- Gadha Location in the contiguous India and Chhatarpur Gadha Gadha (India)
- Coordinates: 24°54′58.878″N 79°34′52.262″E﻿ / ﻿24.91635500°N 79.58118389°E
- Country: India
- State: Madhya Pradesh
- District: Chhatarpur
- Tehsil: Rajnagar
- Elevation: 246 m (807 ft)

Languages
- • Spoken: Hindi, Bundeli

Law enforcement agency
- • Police Station: Bijawar Police Station of Chhatarpur Police
- Time zone: UTC+5:30 (IST)
- PIN: 471105
- Post office: Ganj
- Telephone code: 07686
- Vehicle registration: MP-16

= Gadha, Chhatarpur =

Gadha (also spelled Gada or Garha, pronounced Garha) is a village and gram panchayat located in Rajnagar tehsil of Chhatarpur district in the Indian state of Madhya Pradesh. Situated in the Bundelkhand region and is known as the location of Bageshwar Dham Balaji Temple, a Hindu religious complex..

==Geography==

Gadha is situated in Rajnagar tehsil of Chhatarpur district in northeastern Madhya Pradesh. The village lies in the Bundelkhand plateau region and is surrounded by agricultural land and rural settlements. It is located on the Khajuraho–Panna road corridor and is connected by road to Rajnagar, Chhatarpur, Khajuraho and Panna.

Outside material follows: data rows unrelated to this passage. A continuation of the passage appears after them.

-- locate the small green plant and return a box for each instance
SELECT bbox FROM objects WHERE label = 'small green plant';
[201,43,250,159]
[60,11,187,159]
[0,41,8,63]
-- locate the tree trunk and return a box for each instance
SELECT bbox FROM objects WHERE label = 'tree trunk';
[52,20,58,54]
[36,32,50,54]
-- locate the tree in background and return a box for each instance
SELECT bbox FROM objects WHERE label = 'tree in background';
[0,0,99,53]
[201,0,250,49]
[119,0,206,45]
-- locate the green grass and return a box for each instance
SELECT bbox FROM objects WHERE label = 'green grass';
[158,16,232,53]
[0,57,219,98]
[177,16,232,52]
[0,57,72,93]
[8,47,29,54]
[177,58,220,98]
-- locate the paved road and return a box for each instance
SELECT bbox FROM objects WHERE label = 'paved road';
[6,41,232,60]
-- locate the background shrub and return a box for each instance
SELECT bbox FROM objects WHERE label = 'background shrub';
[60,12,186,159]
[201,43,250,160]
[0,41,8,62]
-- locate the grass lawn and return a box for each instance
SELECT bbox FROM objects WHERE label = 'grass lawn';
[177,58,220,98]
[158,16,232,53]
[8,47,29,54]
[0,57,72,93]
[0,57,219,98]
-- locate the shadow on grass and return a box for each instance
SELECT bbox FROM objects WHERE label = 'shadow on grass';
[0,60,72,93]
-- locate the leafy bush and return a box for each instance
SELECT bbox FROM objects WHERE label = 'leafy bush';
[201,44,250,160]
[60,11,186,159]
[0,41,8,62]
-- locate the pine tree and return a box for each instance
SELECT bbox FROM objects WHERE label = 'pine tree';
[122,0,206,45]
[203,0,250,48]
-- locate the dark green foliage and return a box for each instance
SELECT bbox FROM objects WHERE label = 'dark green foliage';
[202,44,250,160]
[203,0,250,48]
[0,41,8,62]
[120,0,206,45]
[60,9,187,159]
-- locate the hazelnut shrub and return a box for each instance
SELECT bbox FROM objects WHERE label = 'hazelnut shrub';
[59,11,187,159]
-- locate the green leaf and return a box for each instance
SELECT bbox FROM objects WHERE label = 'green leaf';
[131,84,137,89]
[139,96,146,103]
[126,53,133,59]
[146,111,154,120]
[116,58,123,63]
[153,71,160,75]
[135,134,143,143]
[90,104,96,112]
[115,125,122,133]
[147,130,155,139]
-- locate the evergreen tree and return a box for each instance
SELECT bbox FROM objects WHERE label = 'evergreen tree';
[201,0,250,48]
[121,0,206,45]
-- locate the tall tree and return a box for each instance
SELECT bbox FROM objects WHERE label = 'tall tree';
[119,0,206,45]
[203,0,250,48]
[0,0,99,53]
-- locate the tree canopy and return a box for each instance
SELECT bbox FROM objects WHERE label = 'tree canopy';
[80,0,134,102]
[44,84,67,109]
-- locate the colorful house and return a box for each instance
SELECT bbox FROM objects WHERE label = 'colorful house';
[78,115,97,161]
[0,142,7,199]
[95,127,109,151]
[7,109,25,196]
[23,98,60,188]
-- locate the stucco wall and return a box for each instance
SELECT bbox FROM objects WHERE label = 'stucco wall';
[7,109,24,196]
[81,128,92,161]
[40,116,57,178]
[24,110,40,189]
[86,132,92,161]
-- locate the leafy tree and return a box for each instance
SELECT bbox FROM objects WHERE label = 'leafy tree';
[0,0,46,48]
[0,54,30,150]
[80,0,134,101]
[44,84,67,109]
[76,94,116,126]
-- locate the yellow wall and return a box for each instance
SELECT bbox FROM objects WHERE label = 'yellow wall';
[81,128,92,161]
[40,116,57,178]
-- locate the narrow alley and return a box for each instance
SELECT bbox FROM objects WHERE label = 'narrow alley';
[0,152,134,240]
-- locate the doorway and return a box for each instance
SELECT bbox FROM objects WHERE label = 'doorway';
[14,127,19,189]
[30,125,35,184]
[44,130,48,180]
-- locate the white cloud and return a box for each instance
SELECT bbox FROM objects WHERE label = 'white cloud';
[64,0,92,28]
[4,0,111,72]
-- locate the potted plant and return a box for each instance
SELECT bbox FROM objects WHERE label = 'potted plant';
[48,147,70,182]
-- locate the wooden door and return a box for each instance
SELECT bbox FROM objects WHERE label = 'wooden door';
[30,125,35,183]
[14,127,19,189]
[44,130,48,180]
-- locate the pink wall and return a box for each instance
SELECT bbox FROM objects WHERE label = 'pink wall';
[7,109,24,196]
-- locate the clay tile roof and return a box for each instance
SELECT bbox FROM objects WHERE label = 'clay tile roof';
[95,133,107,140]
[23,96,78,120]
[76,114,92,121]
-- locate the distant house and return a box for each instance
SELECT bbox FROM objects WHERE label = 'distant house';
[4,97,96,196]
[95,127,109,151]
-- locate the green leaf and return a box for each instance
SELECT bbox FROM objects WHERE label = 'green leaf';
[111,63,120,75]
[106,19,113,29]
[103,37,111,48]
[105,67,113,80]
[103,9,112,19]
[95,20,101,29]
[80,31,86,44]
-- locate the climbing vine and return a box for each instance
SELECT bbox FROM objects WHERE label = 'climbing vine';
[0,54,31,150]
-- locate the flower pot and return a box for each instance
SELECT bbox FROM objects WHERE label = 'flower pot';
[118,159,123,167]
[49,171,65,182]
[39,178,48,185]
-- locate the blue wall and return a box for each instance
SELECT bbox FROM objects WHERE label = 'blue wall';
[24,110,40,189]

The village benefits from connectivity through nearby national and state highways, including:

- National Highway 39 (NH 39), connecting Jhansi, Chhatarpur, Khajuraho and Panna.
- National Highway 44 (NH 44), accessible through regional road networks and serving as a major north–south transport corridor.
- State highways linking Chhatarpur district with neighbouring districts of Madhya Pradesh and Uttar Pradesh.

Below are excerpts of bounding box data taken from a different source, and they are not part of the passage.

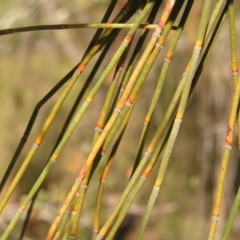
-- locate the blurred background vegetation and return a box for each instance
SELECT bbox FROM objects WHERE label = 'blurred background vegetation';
[0,0,240,240]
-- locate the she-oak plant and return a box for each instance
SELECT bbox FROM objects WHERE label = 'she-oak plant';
[0,0,240,240]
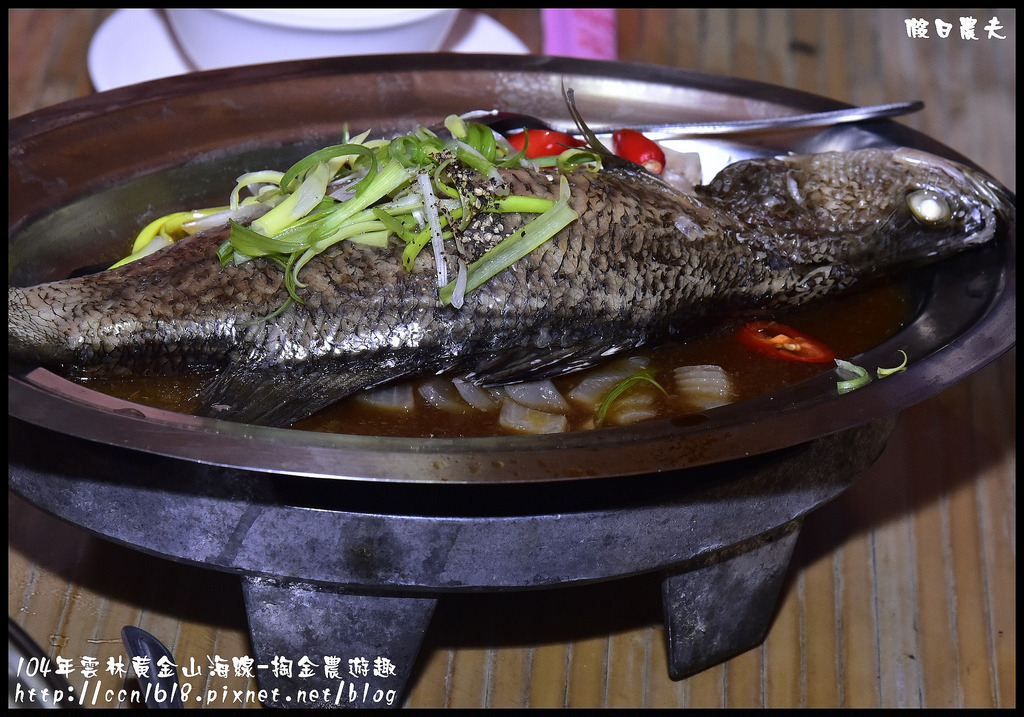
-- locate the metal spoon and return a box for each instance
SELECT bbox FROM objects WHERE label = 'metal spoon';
[463,100,925,139]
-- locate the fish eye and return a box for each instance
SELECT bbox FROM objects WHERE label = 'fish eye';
[906,189,950,224]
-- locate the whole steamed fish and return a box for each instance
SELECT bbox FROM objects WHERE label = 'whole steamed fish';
[8,131,1013,426]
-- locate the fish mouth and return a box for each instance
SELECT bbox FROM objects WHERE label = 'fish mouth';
[894,147,1017,221]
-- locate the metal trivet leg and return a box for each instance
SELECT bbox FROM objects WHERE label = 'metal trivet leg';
[242,578,437,709]
[662,520,800,680]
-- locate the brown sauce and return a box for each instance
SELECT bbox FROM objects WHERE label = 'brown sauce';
[77,283,912,437]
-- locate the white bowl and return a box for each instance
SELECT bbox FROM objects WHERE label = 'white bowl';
[165,7,459,70]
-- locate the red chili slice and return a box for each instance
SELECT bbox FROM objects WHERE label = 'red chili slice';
[611,129,665,174]
[736,322,836,364]
[508,129,586,160]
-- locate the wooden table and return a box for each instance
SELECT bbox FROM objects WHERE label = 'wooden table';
[8,9,1017,708]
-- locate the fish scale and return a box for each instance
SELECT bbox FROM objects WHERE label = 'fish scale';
[8,150,1014,425]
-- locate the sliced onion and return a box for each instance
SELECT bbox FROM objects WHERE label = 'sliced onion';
[673,365,736,411]
[505,381,569,413]
[356,383,416,413]
[498,399,568,433]
[603,383,658,425]
[417,376,466,413]
[452,378,501,411]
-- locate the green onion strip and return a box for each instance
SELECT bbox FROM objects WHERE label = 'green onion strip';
[116,116,594,315]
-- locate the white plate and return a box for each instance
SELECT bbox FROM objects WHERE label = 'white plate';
[88,8,529,92]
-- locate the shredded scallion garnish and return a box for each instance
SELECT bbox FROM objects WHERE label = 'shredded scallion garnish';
[595,368,669,426]
[110,115,600,308]
[836,359,871,393]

According to the 2011 Census of India, the village covered a geographical area of approximately 691.62 hectares.

==Demographics==

As per the 2011 Census of India, Gadha had a population of 1,769 persons residing in 392 households. The population comprised 952 males and 817 females. Children aged 0–6 years accounted for 235 residents.

The village recorded a literacy rate of approximately 47.5 percent. Scheduled Castes and Scheduled Tribes formed a significant part of the population.

==Administration==

Gadha is administered through a gram panchayat under the Panchayati Raj system. Gadha falls under the Rajnagar Assembly constituency and the Khajuraho Lok Sabha constituency.

==Economy==

Agriculture is the principal occupation of the residents. Wheat, pulses and other seasonal crops are cultivated in the surrounding area.

Economic activity in the village also includes trade, transport, hospitality and other services associated with visitors to Bageshwar Dham and nearby tourist destinations in the Khajuraho region.

===Bageshwar Dham===

Gadha is the location of Bageshwar Dham, a Hindu religious complex dedicated to Lord Hanuman. The complex hosts religious gatherings, devotional programmes and other events throughout the year.

The complex is associated with religious preacher Dhirendra Krishna Shastri. Increased visitor numbers to the area have been accompanied by the development of roads, accommodation facilities and other local infrastructure.

On 23 February 2025, Prime Minister Narendra Modi laid the foundation stone of the Bageshwar Dham Medical and Science Research Institute in the village. The proposed healthcare facility includes a cancer treatment centre intended to serve residents of Bundelkhand and neighbouring regions.

==Transport & tourism==

Gadha is connected by road to Rajnagar, Chhatarpur, Khajuraho and Panna.

The nearest railway stations include:

- Khajuraho railway station - the nearest major railhead with connections to Ahmedabad, Bhopal, Delhi, Kanpur, Patna, Mumbai, Varanasi and other cities.
- Chhatarpur railway station - serving the district headquarters.
- Mahoba Junction (Uttar Pradesh) - an important regional railway junction with wider connectivity to North and Central India.

The nearest airport is Khajuraho Airport, which provides air connectivity to major Indian cities. Nearby urban and tourist centres include Khajuraho, known for the Khajuraho Group of Monuments, a UNESCO World Heritage Site, and Panna, known for the Panna Tiger Reserve and diamond-bearing region of central India.